The method for recognizing an action provided by the embodiments: divides the acquired video into respective video clips, determines the respective target objects existing in the video clips, constructs the spatio-temporal graph of a target object belonging to a video clip, divides the adjacent spatio-temporal graphs into a same spatio-temporal graph subset, and/or divides the spatio-temporal graphs of the same target object in the adjacent video clips into a same spatio-temporal graph subset, and determines the plurality of target subsets from the plurality of spatio-temporal graph subsets. Since the adjacent spatio-temporal graphs in the same video clip reflect the position relationship between target objects, and the spatio-temporal graphs of the same target object in the adjacent video clips may reflect the changing state of the positions of the target object in the video playing process, by dividing the adjacent spatio-temporal graphs in the same video clip into a same spatio-temporal graph subset, and/or dividing the spatio-temporal graphs of the same target object in the adjacent video clips into a same spatio-temporal graph subset, it is conducive to dividing the spatio-temporal graphs representing the changes of the actions of the target objects into the same spatio-temporal graph subsets, and the determined respective spatio-temporal graph subsets may comprehensively represent the respective actions of the target objects in the video clips, thereby improving the accuracy of recognizing the actions.
Further referring to
Step 701, acquiring a video clip and determining at least two target objects in the video clip.
Step 702, connecting, for each target object of the at least two target objects, positions of the target object in respective video frames of the video clip to construct a spatio-temporal graph of the target object.
Step 703, dividing a plurality of spatio-temporal graphs constructed for the at least two target objects into a plurality of spatio-temporal graph subsets.
In this embodiment, at least two spatio-temporal graphs constructed for the at least two target objects are divided into a plurality of spatio-temporal graph subsets.
Step 704, acquiring a feature vector of each spatio-temporal graph in the spatio-temporal graph subsets.
In this embodiment, the feature vector of each spatio-temporal graph in the spatio-temporal graph subsets may be acquired. Particularly, a video clip including the spatio-temporal graphs is input into a pre-trained neural network model to obtain the feature vector of each spatio-temporal graph output by the neural network model. The neural network model may be a recurrent neural network, a deep neural network, a deep residual neural network, or the like.
In some alternative embodiments, the acquiring a feature vector of each spatio-temporal graph in the spatio-temporal graph subsets includes: acquiring spatial feature and visual feature of each spatio-temporal graph by using a convolutional neural network.

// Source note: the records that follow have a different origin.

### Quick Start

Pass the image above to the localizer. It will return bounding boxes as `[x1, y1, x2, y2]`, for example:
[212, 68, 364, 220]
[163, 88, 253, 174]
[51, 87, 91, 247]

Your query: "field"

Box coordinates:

In these alternative embodiments, the feature vector of a spatio-temporal graph includes the spatial feature of the spatio-temporal graph and the visual feature of the spatio-temporal graph. The video clip including the spatio-temporal graph may be input into a pre-trained convolutional neural network to obtain a T*W*H*D-dimensional convolutional feature output by the convolutional neural network, where T represents a convolutional time dimension, W represents a width of the convolutional feature, H represents a height of the convolutional feature, and D represents the number of channels of the convolutional feature. In this embodiment, in order to preserve the time granularity of the original video, the convolutional neural network may have no down-sampling layer in the time dimension, that is, the spatial features of the video clip are not down-sampled. For the spatial coordinates of a bounding box of a spatio-temporal graph in each frame, a pooling operation is performed on the convolutional feature output by the convolutional neural network to obtain the visual feature fvvisual of the spatio-temporal graph. The spatial position of the bounding box of the spatio-temporal graph in each frame (for example, a four-dimensional vector {circumflex over (f)}vcoord of center point coordinates of the spatio-temporal graph with a shape of a rectangular box, and a length, width and height of the rectangular box) is input into a multi-layer perceptron, and an output of the multi-layer perceptron is used as a spatial feature fvcoord of the spatio-temporal graph.
Step 705, acquiring a relationship feature among a plurality of spatio-temporal graphs in the spatio-temporal graph subsets.
In this embodiment, relationship feature(s) among a plurality of spatio-temporal graphs in the spatio-temporal graph subsets are acquired. Here, a relationship feature characterizes a similarity between features and/or a positional relationship between spatio-temporal graphs.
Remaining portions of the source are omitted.